Desai will work with A&T staff and faculty members Del Ruff, university chief diversity officer; Sanjiv Sarin, Ph.D., special assistant to the chancellor and industrial systems engineering professor; bioengineering professors Narayan Bhattarai, Ph.D., and Yeohung Yun, Ph.D., and assistant professor Mohammad Azad, Ph.D.; assistant chemistry professor Bishnu Bastakoti, Ph.D.; Geleana Alston, Ph.D., professor and interim chair of the Department of Leadership Studies and Adult Education; and assistant nanoengineering professor Kristen Dellinger, Ph.D.

This interdisciplinary team represents the university’s long-standing capabilities in convening leading experts to conduct groundbreaking research that has practical applications, including in related areas such as CEPDAM’s bio, agro environmental systems manufacturing cluster.

“CEPDAM was formed in 2019 as part of an intentional strategy focused on Centers of Excellence to grow preeminence in research, teaching and outreach at N.C. A&T,” said Eric Muth, Ph.D., A&T’s vice chancellor for research and economic development. “This significant award, and the excellent work happening under the leadership of Dr.
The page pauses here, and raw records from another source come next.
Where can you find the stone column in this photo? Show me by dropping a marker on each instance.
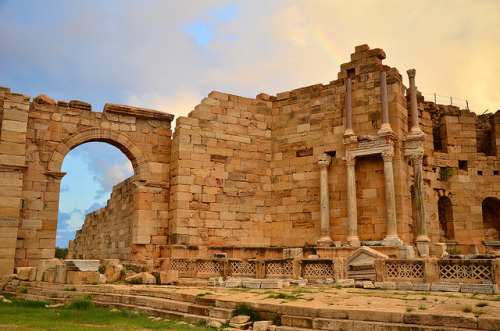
(348, 109)
(422, 238)
(386, 126)
(352, 208)
(324, 161)
(390, 200)
(415, 128)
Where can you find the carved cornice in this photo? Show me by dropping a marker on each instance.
(388, 155)
(411, 73)
(350, 160)
(324, 160)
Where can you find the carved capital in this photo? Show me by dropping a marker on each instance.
(324, 160)
(388, 155)
(350, 160)
(411, 73)
(417, 157)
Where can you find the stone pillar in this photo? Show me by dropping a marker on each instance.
(422, 238)
(386, 126)
(324, 161)
(352, 209)
(348, 109)
(390, 200)
(415, 128)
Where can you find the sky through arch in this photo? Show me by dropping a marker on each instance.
(92, 170)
Desai, illustrate how the intentionality of the past is and will create an impactful A&T today and in the future. Aggies do, but are never done.”

The NSF kicked off its inaugural Regional Innovation Engines announcement Jan. 26 by first revealing both the Winston-Salem-based Regen Medicine Engine and the North Carolina Sustainable Textiles Innovation Engine, based in the Raleigh and Gaston areas.
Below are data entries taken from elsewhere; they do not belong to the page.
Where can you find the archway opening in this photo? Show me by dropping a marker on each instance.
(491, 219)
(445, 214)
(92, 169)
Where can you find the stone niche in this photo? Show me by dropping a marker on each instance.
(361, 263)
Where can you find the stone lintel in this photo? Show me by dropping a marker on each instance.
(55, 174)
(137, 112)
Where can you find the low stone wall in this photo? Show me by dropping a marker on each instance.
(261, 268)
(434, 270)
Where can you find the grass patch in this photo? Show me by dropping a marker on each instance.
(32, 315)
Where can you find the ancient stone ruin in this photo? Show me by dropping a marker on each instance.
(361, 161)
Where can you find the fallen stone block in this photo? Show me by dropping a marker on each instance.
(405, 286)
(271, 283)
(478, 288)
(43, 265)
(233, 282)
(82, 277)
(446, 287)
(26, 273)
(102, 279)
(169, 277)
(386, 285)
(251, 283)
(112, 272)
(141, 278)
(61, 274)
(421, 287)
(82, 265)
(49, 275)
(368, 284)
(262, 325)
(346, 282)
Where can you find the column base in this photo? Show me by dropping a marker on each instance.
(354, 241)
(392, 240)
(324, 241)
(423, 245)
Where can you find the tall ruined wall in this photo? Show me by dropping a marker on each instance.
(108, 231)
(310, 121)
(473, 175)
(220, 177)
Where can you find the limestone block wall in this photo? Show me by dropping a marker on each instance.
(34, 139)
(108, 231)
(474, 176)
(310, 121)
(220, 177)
The agency also highlighted Regen Medicine Engine’s capacity to become a self-sustaining “regional project to provide an innovation ecosystem to stimulate workforce development, job creation, and economic growth through the development of technologies that benefit the emerging regenerative medicine industry.”

More than 80 partners have committed to support this ecosystem, which includes local businesses, nonprofits and government agencies.

Each NSF Engine team will initially receive $15 million within the first two years, followed by a larger investment over the next five years during the “ramp-up” years.